Yeah, you heard right – TAP DANCING…to friggin’ bluegrass banjo music no less…and he’s quite good at it too. After getting an eyeful of Jesco’s mountain man boogie, he then goes into how his father was some sort of world champion tap dancer and how his death inspired Jesco to take after him. And then comes the story of his father’s death. It comes out a bit confusing as it’s prattled off by Jesco, his mother, his wife and his brother who is shown missing an eye due to the “tragedy”, but basically there was a shootout at the White homestead, one that Jesco’s father didn’t survive. You can’t help but giggle a little bit during this flustery tale of buckshot and cuss words, but it’s when Jesco actually starts crying during his closing of the tale that the film takes on a somber edge and you may even find yourself feeling ashamed that you were finding humor in other’s tragic misfortunes. BUT not to be a complete party killer, the filmmakers then quickly cut to some good old demolition derby mud-whomping at the White trailer home and mud patch. Yeehaw! Let the comedy continue!
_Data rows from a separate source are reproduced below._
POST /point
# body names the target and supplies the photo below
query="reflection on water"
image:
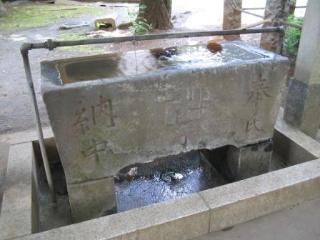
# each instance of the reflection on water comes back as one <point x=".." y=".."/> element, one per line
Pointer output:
<point x="146" y="61"/>
<point x="165" y="179"/>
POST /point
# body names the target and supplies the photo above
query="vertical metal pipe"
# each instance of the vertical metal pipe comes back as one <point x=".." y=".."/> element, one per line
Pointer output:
<point x="25" y="57"/>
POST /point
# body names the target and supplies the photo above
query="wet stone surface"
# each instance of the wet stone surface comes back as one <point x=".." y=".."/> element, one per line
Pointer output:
<point x="164" y="179"/>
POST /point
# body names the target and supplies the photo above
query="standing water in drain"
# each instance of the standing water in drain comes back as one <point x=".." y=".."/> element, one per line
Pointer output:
<point x="164" y="179"/>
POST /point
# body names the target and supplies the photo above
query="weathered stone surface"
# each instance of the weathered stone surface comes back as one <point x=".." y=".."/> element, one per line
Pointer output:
<point x="184" y="218"/>
<point x="254" y="197"/>
<point x="104" y="125"/>
<point x="16" y="209"/>
<point x="93" y="198"/>
<point x="303" y="99"/>
<point x="250" y="160"/>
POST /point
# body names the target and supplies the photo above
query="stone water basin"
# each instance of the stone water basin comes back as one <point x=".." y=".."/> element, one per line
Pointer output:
<point x="141" y="62"/>
<point x="111" y="111"/>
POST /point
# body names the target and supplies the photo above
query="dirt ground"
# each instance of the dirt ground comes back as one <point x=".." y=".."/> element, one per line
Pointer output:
<point x="16" y="112"/>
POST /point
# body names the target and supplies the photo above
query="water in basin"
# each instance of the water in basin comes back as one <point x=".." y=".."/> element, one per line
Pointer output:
<point x="146" y="61"/>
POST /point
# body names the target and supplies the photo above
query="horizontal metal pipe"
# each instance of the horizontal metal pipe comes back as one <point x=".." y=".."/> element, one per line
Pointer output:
<point x="50" y="44"/>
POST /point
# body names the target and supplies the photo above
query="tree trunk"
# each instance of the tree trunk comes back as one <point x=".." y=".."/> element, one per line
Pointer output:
<point x="278" y="12"/>
<point x="292" y="7"/>
<point x="157" y="13"/>
<point x="2" y="9"/>
<point x="232" y="17"/>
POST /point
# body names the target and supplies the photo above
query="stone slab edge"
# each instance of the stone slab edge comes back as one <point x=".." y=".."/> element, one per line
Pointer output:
<point x="248" y="199"/>
<point x="297" y="136"/>
<point x="16" y="211"/>
<point x="198" y="214"/>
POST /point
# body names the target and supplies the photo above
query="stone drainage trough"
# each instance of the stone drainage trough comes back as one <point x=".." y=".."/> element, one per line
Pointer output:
<point x="26" y="209"/>
<point x="200" y="123"/>
<point x="111" y="111"/>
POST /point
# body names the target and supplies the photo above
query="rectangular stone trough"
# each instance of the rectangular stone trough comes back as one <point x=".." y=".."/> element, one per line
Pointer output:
<point x="110" y="111"/>
<point x="184" y="218"/>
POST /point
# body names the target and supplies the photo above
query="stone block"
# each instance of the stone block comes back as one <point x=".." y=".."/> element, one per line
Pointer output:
<point x="109" y="111"/>
<point x="249" y="161"/>
<point x="184" y="218"/>
<point x="254" y="197"/>
<point x="16" y="209"/>
<point x="92" y="199"/>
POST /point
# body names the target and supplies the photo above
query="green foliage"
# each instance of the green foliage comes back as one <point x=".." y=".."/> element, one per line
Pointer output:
<point x="37" y="15"/>
<point x="292" y="36"/>
<point x="140" y="25"/>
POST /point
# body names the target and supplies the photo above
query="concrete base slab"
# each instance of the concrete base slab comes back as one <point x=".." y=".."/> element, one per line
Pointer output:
<point x="16" y="211"/>
<point x="299" y="222"/>
<point x="214" y="209"/>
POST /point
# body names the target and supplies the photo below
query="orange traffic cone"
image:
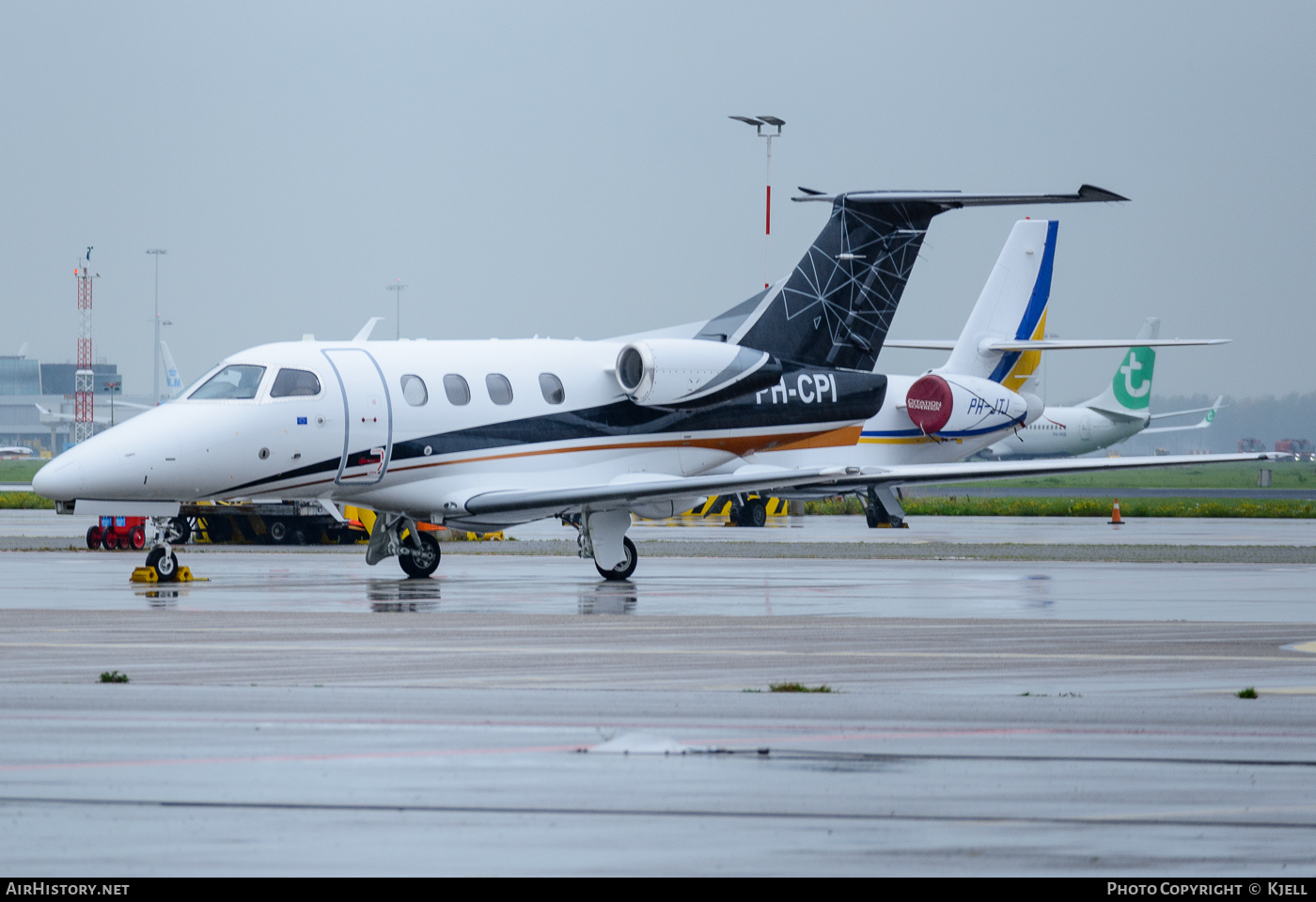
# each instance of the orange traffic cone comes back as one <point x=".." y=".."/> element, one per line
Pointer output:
<point x="1115" y="513"/>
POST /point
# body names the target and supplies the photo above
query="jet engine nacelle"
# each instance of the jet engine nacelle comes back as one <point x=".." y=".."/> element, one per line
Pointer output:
<point x="666" y="372"/>
<point x="954" y="405"/>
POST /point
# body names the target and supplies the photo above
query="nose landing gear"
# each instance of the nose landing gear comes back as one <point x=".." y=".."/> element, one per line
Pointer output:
<point x="161" y="560"/>
<point x="398" y="536"/>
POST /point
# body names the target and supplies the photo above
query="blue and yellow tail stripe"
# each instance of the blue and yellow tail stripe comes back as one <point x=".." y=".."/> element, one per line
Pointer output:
<point x="1015" y="367"/>
<point x="917" y="437"/>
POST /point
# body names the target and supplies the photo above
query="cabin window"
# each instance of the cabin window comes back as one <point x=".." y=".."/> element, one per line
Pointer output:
<point x="295" y="381"/>
<point x="500" y="389"/>
<point x="237" y="381"/>
<point x="552" y="388"/>
<point x="458" y="392"/>
<point x="414" y="391"/>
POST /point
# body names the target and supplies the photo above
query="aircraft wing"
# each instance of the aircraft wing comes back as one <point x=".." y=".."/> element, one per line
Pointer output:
<point x="766" y="479"/>
<point x="986" y="470"/>
<point x="651" y="488"/>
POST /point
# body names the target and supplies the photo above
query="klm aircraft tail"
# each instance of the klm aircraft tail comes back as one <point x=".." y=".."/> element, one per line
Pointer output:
<point x="173" y="381"/>
<point x="836" y="305"/>
<point x="1129" y="392"/>
<point x="1010" y="306"/>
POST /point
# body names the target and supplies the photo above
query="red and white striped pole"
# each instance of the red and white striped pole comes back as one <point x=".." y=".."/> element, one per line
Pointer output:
<point x="772" y="121"/>
<point x="767" y="221"/>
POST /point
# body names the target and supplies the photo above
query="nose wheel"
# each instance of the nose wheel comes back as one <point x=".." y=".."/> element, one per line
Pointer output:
<point x="164" y="562"/>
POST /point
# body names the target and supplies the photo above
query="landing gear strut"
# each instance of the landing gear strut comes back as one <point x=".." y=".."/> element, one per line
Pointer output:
<point x="752" y="512"/>
<point x="884" y="509"/>
<point x="603" y="537"/>
<point x="417" y="553"/>
<point x="161" y="558"/>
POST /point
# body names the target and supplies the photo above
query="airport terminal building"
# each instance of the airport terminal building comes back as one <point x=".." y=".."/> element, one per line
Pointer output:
<point x="26" y="382"/>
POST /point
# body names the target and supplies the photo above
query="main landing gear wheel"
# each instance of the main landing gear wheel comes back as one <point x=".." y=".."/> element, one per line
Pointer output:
<point x="625" y="568"/>
<point x="164" y="563"/>
<point x="754" y="513"/>
<point x="421" y="562"/>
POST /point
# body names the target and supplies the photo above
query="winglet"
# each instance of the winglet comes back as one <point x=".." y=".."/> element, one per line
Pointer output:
<point x="364" y="335"/>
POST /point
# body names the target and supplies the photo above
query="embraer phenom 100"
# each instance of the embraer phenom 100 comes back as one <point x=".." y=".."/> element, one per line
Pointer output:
<point x="487" y="434"/>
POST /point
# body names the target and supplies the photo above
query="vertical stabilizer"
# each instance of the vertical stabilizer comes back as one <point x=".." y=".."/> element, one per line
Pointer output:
<point x="836" y="305"/>
<point x="173" y="381"/>
<point x="1129" y="392"/>
<point x="1012" y="305"/>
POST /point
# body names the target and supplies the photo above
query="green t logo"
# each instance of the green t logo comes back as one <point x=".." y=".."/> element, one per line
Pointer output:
<point x="1132" y="384"/>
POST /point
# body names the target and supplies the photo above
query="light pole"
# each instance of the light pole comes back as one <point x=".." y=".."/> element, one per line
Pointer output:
<point x="398" y="305"/>
<point x="772" y="121"/>
<point x="155" y="356"/>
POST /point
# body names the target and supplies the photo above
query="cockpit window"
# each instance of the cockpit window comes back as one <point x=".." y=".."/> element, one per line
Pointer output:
<point x="295" y="381"/>
<point x="233" y="381"/>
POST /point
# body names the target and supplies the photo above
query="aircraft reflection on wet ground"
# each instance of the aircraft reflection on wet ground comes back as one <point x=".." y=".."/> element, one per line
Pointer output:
<point x="256" y="582"/>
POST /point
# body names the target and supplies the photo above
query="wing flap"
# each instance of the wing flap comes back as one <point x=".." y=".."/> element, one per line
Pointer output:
<point x="747" y="479"/>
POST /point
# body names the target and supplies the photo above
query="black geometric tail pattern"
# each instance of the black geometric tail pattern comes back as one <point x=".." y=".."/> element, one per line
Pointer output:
<point x="836" y="306"/>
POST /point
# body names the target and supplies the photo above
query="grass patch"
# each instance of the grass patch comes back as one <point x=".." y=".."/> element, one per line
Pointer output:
<point x="796" y="687"/>
<point x="20" y="471"/>
<point x="24" y="501"/>
<point x="970" y="506"/>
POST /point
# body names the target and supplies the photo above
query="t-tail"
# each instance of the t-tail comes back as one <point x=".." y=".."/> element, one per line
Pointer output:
<point x="836" y="306"/>
<point x="1129" y="392"/>
<point x="173" y="381"/>
<point x="1012" y="305"/>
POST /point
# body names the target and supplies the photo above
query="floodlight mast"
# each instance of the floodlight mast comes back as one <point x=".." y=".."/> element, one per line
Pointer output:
<point x="155" y="382"/>
<point x="398" y="305"/>
<point x="773" y="122"/>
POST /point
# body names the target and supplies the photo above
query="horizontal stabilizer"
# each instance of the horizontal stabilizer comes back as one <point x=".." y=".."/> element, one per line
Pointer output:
<point x="1220" y="402"/>
<point x="950" y="200"/>
<point x="364" y="335"/>
<point x="1201" y="424"/>
<point x="1056" y="343"/>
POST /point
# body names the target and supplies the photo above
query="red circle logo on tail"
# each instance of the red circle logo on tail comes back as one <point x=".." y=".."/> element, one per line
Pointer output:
<point x="930" y="404"/>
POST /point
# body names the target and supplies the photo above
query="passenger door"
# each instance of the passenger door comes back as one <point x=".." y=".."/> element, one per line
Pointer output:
<point x="368" y="417"/>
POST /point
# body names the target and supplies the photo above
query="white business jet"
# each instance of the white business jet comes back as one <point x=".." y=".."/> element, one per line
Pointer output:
<point x="486" y="434"/>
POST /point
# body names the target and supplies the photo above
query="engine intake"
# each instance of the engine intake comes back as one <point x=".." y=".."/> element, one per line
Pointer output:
<point x="686" y="371"/>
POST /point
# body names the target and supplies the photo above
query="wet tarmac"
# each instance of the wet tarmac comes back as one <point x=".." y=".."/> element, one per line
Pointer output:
<point x="1036" y="530"/>
<point x="351" y="744"/>
<point x="341" y="582"/>
<point x="302" y="713"/>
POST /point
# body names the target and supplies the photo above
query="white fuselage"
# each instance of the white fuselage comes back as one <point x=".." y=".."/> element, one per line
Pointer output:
<point x="1066" y="431"/>
<point x="387" y="428"/>
<point x="359" y="440"/>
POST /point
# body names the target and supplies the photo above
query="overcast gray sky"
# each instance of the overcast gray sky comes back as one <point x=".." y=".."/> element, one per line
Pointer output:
<point x="570" y="170"/>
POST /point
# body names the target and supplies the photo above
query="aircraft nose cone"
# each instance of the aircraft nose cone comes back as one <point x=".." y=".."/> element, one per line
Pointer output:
<point x="61" y="479"/>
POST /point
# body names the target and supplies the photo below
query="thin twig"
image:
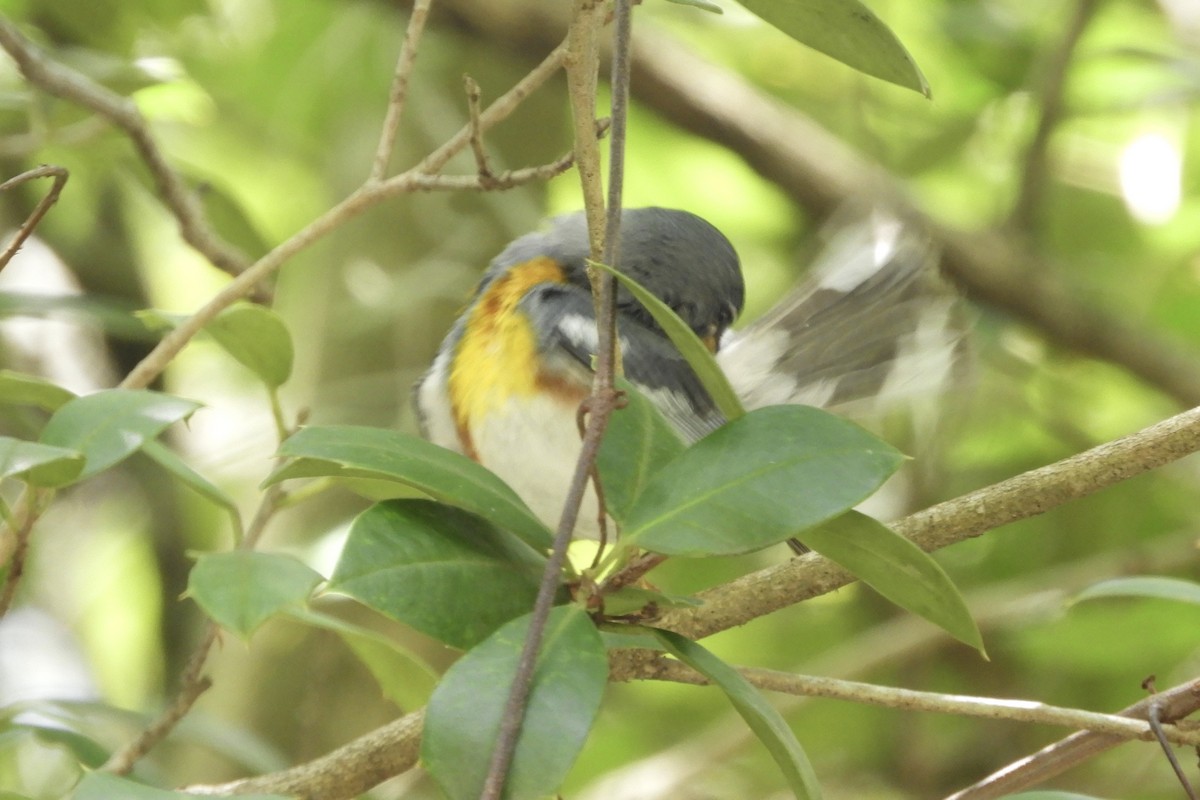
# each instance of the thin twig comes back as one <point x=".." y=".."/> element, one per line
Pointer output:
<point x="399" y="95"/>
<point x="1054" y="759"/>
<point x="24" y="513"/>
<point x="342" y="774"/>
<point x="192" y="684"/>
<point x="1033" y="178"/>
<point x="193" y="681"/>
<point x="495" y="113"/>
<point x="121" y="112"/>
<point x="27" y="228"/>
<point x="366" y="197"/>
<point x="907" y="699"/>
<point x="581" y="72"/>
<point x="477" y="131"/>
<point x="1021" y="497"/>
<point x="1164" y="741"/>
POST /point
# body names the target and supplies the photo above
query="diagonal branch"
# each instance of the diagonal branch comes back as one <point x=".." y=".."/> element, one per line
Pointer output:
<point x="1054" y="759"/>
<point x="27" y="228"/>
<point x="79" y="89"/>
<point x="1024" y="495"/>
<point x="1119" y="726"/>
<point x="1035" y="172"/>
<point x="821" y="174"/>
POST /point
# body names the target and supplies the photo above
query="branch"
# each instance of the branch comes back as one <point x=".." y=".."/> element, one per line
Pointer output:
<point x="27" y="228"/>
<point x="821" y="174"/>
<point x="77" y="88"/>
<point x="1116" y="726"/>
<point x="1054" y="759"/>
<point x="581" y="78"/>
<point x="342" y="774"/>
<point x="400" y="88"/>
<point x="15" y="542"/>
<point x="1035" y="174"/>
<point x="193" y="684"/>
<point x="1024" y="495"/>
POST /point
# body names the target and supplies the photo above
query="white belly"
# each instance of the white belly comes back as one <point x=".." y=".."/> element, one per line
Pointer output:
<point x="533" y="444"/>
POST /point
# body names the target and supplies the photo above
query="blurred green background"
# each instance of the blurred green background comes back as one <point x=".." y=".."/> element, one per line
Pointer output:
<point x="273" y="109"/>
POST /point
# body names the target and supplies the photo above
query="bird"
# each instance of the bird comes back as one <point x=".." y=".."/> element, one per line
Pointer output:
<point x="871" y="323"/>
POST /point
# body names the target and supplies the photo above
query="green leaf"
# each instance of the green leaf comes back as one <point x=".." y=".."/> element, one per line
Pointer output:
<point x="756" y="481"/>
<point x="762" y="717"/>
<point x="39" y="464"/>
<point x="1186" y="591"/>
<point x="465" y="711"/>
<point x="18" y="389"/>
<point x="898" y="570"/>
<point x="353" y="451"/>
<point x="102" y="786"/>
<point x="109" y="426"/>
<point x="703" y="5"/>
<point x="639" y="443"/>
<point x="845" y="30"/>
<point x="688" y="343"/>
<point x="257" y="338"/>
<point x="405" y="678"/>
<point x="444" y="571"/>
<point x="168" y="459"/>
<point x="243" y="589"/>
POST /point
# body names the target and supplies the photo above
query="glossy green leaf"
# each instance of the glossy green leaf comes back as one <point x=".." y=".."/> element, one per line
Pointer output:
<point x="762" y="717"/>
<point x="1152" y="587"/>
<point x="756" y="481"/>
<point x="405" y="678"/>
<point x="639" y="443"/>
<point x="168" y="459"/>
<point x="845" y="30"/>
<point x="108" y="426"/>
<point x="37" y="463"/>
<point x="898" y="570"/>
<point x="243" y="589"/>
<point x="689" y="344"/>
<point x="465" y="711"/>
<point x="257" y="338"/>
<point x="18" y="389"/>
<point x="444" y="571"/>
<point x="102" y="786"/>
<point x="353" y="451"/>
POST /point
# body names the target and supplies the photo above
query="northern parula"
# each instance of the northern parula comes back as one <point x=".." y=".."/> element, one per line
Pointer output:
<point x="509" y="378"/>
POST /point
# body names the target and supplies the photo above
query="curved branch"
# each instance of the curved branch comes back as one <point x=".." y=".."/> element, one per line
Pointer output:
<point x="821" y="174"/>
<point x="27" y="228"/>
<point x="1054" y="759"/>
<point x="345" y="773"/>
<point x="1117" y="726"/>
<point x="1024" y="495"/>
<point x="75" y="86"/>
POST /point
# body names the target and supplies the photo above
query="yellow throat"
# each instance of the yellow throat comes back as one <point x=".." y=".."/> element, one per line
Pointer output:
<point x="497" y="356"/>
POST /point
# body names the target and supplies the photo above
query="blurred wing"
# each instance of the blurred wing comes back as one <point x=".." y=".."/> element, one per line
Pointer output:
<point x="871" y="326"/>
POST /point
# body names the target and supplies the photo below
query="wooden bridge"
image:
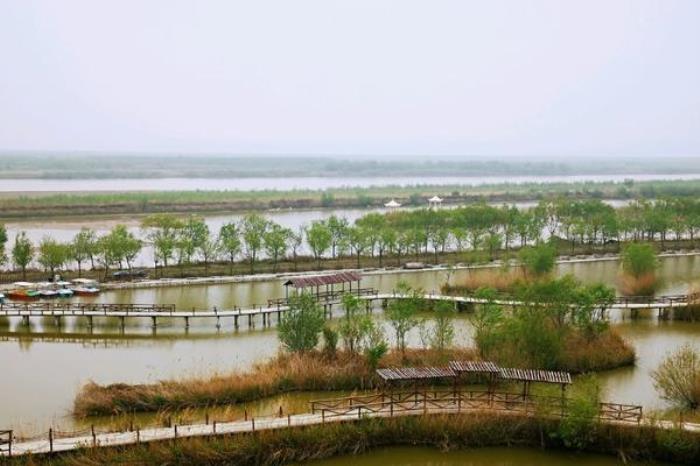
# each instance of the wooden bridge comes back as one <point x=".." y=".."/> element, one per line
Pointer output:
<point x="275" y="307"/>
<point x="344" y="409"/>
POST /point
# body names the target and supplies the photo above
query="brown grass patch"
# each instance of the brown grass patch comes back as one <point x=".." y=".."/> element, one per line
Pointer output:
<point x="287" y="372"/>
<point x="607" y="351"/>
<point x="644" y="285"/>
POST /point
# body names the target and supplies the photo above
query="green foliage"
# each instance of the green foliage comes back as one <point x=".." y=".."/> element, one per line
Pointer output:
<point x="253" y="228"/>
<point x="534" y="336"/>
<point x="538" y="260"/>
<point x="639" y="259"/>
<point x="3" y="241"/>
<point x="677" y="378"/>
<point x="578" y="429"/>
<point x="276" y="242"/>
<point x="330" y="341"/>
<point x="401" y="313"/>
<point x="52" y="254"/>
<point x="301" y="325"/>
<point x="327" y="199"/>
<point x="443" y="331"/>
<point x="83" y="247"/>
<point x="319" y="238"/>
<point x="22" y="252"/>
<point x="230" y="239"/>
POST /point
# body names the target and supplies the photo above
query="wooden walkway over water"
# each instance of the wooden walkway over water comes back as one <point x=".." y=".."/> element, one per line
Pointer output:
<point x="344" y="409"/>
<point x="275" y="307"/>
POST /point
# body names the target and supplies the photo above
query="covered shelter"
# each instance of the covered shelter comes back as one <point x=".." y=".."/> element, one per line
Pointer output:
<point x="435" y="202"/>
<point x="329" y="282"/>
<point x="528" y="376"/>
<point x="485" y="368"/>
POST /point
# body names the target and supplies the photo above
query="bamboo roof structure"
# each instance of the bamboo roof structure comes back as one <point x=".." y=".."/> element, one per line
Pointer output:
<point x="322" y="280"/>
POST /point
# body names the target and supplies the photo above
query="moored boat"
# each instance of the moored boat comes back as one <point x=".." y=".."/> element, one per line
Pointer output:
<point x="23" y="291"/>
<point x="85" y="287"/>
<point x="46" y="290"/>
<point x="63" y="290"/>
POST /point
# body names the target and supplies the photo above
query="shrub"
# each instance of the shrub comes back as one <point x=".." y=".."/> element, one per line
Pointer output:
<point x="301" y="325"/>
<point x="678" y="377"/>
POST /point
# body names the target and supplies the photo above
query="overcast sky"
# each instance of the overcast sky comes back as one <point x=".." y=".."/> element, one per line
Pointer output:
<point x="488" y="78"/>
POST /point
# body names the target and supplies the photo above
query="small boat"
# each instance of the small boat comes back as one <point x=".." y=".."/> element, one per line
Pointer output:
<point x="46" y="290"/>
<point x="85" y="287"/>
<point x="63" y="290"/>
<point x="23" y="291"/>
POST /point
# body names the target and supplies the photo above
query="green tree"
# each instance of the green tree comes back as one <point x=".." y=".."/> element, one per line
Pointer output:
<point x="401" y="313"/>
<point x="22" y="252"/>
<point x="443" y="330"/>
<point x="318" y="237"/>
<point x="52" y="254"/>
<point x="3" y="242"/>
<point x="276" y="243"/>
<point x="578" y="428"/>
<point x="678" y="377"/>
<point x="355" y="327"/>
<point x="162" y="232"/>
<point x="82" y="247"/>
<point x="639" y="259"/>
<point x="538" y="260"/>
<point x="301" y="325"/>
<point x="230" y="240"/>
<point x="253" y="228"/>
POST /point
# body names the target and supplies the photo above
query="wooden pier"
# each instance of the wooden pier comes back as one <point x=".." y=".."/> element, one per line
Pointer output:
<point x="345" y="409"/>
<point x="265" y="314"/>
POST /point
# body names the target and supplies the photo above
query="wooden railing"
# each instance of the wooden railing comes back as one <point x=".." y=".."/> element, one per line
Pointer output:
<point x="461" y="400"/>
<point x="327" y="296"/>
<point x="6" y="442"/>
<point x="59" y="308"/>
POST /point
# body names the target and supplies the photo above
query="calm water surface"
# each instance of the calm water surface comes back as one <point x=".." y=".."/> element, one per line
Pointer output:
<point x="44" y="367"/>
<point x="414" y="456"/>
<point x="302" y="183"/>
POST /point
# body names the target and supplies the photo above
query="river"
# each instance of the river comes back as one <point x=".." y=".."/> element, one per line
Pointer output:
<point x="300" y="183"/>
<point x="514" y="456"/>
<point x="44" y="367"/>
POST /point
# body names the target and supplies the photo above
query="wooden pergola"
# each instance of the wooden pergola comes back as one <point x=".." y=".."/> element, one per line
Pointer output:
<point x="528" y="376"/>
<point x="329" y="281"/>
<point x="485" y="368"/>
<point x="397" y="375"/>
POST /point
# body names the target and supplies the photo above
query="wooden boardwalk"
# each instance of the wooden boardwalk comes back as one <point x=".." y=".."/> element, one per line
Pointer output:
<point x="344" y="409"/>
<point x="275" y="307"/>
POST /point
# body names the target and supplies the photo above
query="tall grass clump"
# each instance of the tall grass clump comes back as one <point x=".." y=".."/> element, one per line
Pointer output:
<point x="447" y="432"/>
<point x="678" y="377"/>
<point x="639" y="264"/>
<point x="560" y="325"/>
<point x="309" y="371"/>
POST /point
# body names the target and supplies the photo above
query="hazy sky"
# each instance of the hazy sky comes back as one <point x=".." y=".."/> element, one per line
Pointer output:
<point x="490" y="78"/>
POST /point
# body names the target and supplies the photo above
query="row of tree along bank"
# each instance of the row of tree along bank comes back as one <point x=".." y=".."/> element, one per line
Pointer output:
<point x="42" y="205"/>
<point x="473" y="233"/>
<point x="562" y="329"/>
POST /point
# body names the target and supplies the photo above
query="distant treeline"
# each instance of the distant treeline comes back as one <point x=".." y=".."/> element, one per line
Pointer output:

And the comedy does indeed continue. Over the past ten years, at least, white trash trailer park life has proven to be quite a breeding ground for enormously entertaining films, providing these films with a wealth of colorful characters who have far more stranger tales to tell than us city folk and have a charm about them that oozes from their “I don’t give a f**k about anything” attitude. For independent filmmakers struggling to find a subject that would deem worthy of their blood, sweat and tears, may I suggest grabbing a camera and heading to your nearest backwoods trailer park community to talk to a few people. You never know, you may just find a cult screen legend. Also, may I suggest taking with you some pepper spray…just in case.